A possibilidade de entendimento animou as lideranças políticas no momento em que estão sendo negociadas votações de projetos que entrarão na pauta até o final do ano. Caso a interpretação da equipe econômica prevalecesse, os ministérios não só ficariam impedidos de comprometer os recursos este ano, mas também teriam de tirar de encontrar outras fontes de recursos para conseguir bancar o gasto com o Orçamento de 2021, já bastante apertado.
'Republicano'
Segundo apurou o Estadão/Broadcast, entre as iniciativas que esbarram na norma atual do Ministério da Economia está o crédito de R$ 6,2 bilhões negociado com MDR, Infraestrutura e Congresso, sancionado na semana passada pelo presidente Jair Bolsonaro após remanejamento no Orçamento regular da União. Quase metade desse único crédito se refere a indicações feitas diretamente pelos parlamentares, daí a irritação. Faltando menos de dois meses para o fim do ano, ficou difícil para os órgãos atestarem que as obras ocorreriam ainda em 2020.

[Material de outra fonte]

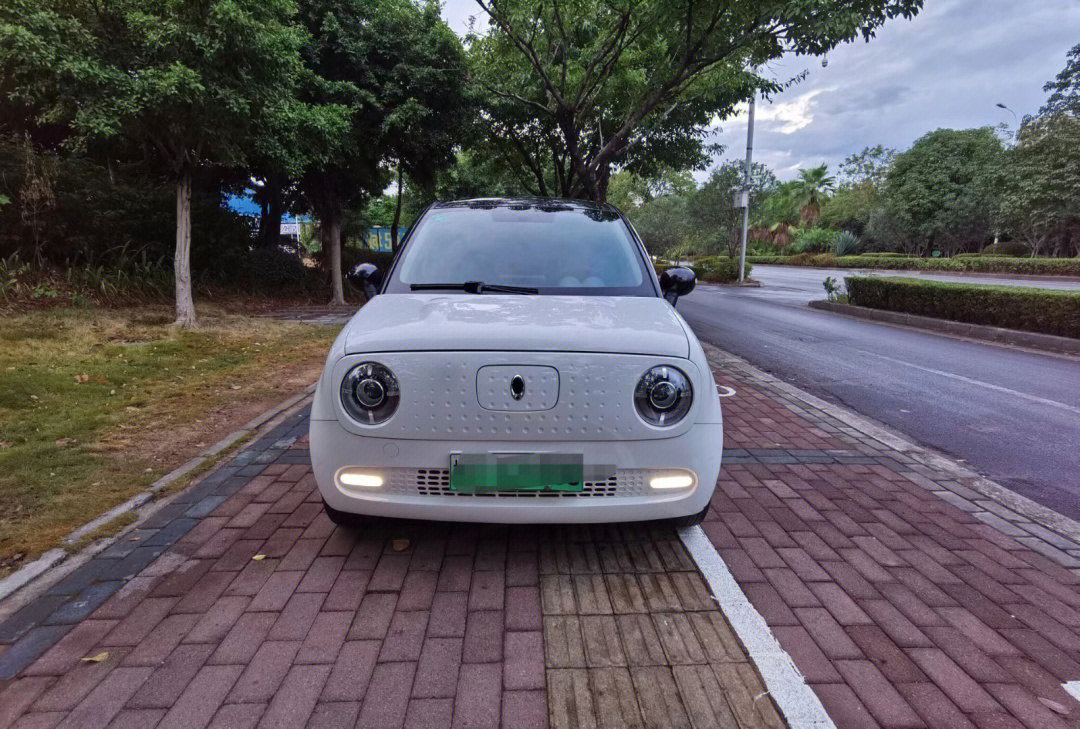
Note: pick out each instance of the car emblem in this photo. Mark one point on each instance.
(516, 387)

“Esse apagão das canetas tem prejudicado a articulação política”, disse Barros em um evento. “O deputado quer uma obra, quer que entregue um benefício, mostrar serviço para seus eleitores. Se o governo não entrega o benefício para o parlamentar, destinando recursos no Orçamento para que ele aconteça, o parlamentar não fica satisfeito. Precisamos estabelecer a relação republicana que precisa existir entre parlamentar e governo”, acrescentou na ocasião.
Na análise das contas, o TCU recomendou ao Executivo “que oriente os ministérios setoriais de que as despesas relativas a contratos, convênios, acordos ou ajustes de vigência plurianual deverão ser empenhadas em cada exercício financeiro apenas pela parte a ser nele executada, em observância ao princípio da anualidade orçamentária”. Fontes ouvidas pela reportagem destacam que o TCU expediu uma recomendação e não uma determinação, o que abre caminho para o entendimento.
Apesar dessa recomendação, nos bastidores há a avaliação de que a equipe do ministro da Economia, Paulo Guedes, usou a orientação do Tribunal como pretexto para apertar as regras de execução de gastos. Guedes tem dito que há “ministro gastador” na Esplanada, em uma crítica velada ao titular do MDR, Rogério Marinho.
Segundo apurou o Estadão/Brodacast, a Advocacia-Geral da União (AGU) deve enviar ao TCU um questionamento para saber se a recomendação poderia ser atendida por meio da criação de um regime de transição para reduzir os restos a pagar – o que abrira caminho aos gastos que estão no centro da polêmica com o Congresso.